The figures below are obtained from the second type of data — distorted stars. In this case, 50 samples of each class were processed, increasing the match list to 2,450 comparisons and the mismatch list to 2,500. As before, it’s evident that the pnt3 method has an advantage. Also, it’s easier to distinguish three-pointed stars from four-pointed ones than five-pointed stars from six-pointed ones. In the former case, the area of overlap is smaller. Interestingly, like computers, humans also find it much easier to distinguish stars with fewer points and the simple shape of diamonds from all other playing card suits.
7. Conclusion
Some neurobiologists and vision physiologists, starting from Campbell and Robson in 1968, Pollen and Lee in 1971, Maffei and Fiorentiny in 1973, and Glezer et al. in 1989, proposed considering the visual cortex of the brain as a frequency analyzer. In other words, they hypothesized that the processing of visual information occurs in the frequency domain. In the articles listed below, we consistently confirm this point of view:
a. New High-Quality Edge Detector — Feb 2, 2022
One of the most notable achievements in experimental brain research (Nobel Prize in 1981) is the discovery by D. Hubel and T. Wiesel of orientation-selective neurons. However, the role of these neurons remained unclear until the end.
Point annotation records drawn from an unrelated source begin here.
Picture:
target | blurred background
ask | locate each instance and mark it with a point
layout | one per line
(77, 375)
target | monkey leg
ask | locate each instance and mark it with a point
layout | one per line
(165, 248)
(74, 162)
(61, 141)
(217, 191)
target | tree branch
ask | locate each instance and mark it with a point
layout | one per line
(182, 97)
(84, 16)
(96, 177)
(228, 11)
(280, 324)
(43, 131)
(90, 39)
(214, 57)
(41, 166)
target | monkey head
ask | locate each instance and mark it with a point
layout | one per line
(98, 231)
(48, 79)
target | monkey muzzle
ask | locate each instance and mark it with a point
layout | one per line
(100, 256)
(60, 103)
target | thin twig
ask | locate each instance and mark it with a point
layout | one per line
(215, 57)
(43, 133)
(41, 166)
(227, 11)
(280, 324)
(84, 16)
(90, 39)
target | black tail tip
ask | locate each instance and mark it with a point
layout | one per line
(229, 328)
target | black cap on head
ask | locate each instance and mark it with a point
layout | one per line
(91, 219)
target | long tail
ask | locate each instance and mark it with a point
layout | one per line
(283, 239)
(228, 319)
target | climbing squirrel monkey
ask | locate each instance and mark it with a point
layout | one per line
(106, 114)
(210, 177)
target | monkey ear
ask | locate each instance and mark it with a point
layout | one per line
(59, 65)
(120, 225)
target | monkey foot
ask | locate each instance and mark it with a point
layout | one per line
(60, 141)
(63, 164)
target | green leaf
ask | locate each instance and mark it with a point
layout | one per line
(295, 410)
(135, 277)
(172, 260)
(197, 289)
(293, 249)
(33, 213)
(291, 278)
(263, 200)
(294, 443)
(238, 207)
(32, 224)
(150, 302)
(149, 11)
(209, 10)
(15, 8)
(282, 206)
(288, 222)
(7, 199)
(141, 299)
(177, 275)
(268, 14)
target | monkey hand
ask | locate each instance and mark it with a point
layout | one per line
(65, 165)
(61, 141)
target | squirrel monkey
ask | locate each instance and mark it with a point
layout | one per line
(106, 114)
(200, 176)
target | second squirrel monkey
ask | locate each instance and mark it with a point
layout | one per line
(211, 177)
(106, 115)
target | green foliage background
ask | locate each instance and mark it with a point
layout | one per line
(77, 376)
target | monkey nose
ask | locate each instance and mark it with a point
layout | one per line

By shifting the focus to the frequency domain, we clarified the purpose of orientation-selective neurons and based on that, created perhaps the best existing method for edge detection — the vc-filter.
b. Image Processing in the Visual Cortex — Feb 18, 2022
The transition to the frequency domain made it possible to explain well-known optical illusions (Müller-Lyer illusion, Vertical-horizontal illusion).
c. This article is no exception. It shows how basic pattern recognition tasks are easily solved in the frequency domain. Since the magnitude reflects the distribution of energy in the image plane, we consider images “similar” if they have a similar energy distribution after simple transformations.
The importance of the mentioned works lies in the construction of mathematical models of intelligence, initiated by observations and experiments. We strictly adhere to a system that has proven its fruitfulness in natural sciences and consider the visual cortex as another natural phenomenon alongside gravity and electromagnetism.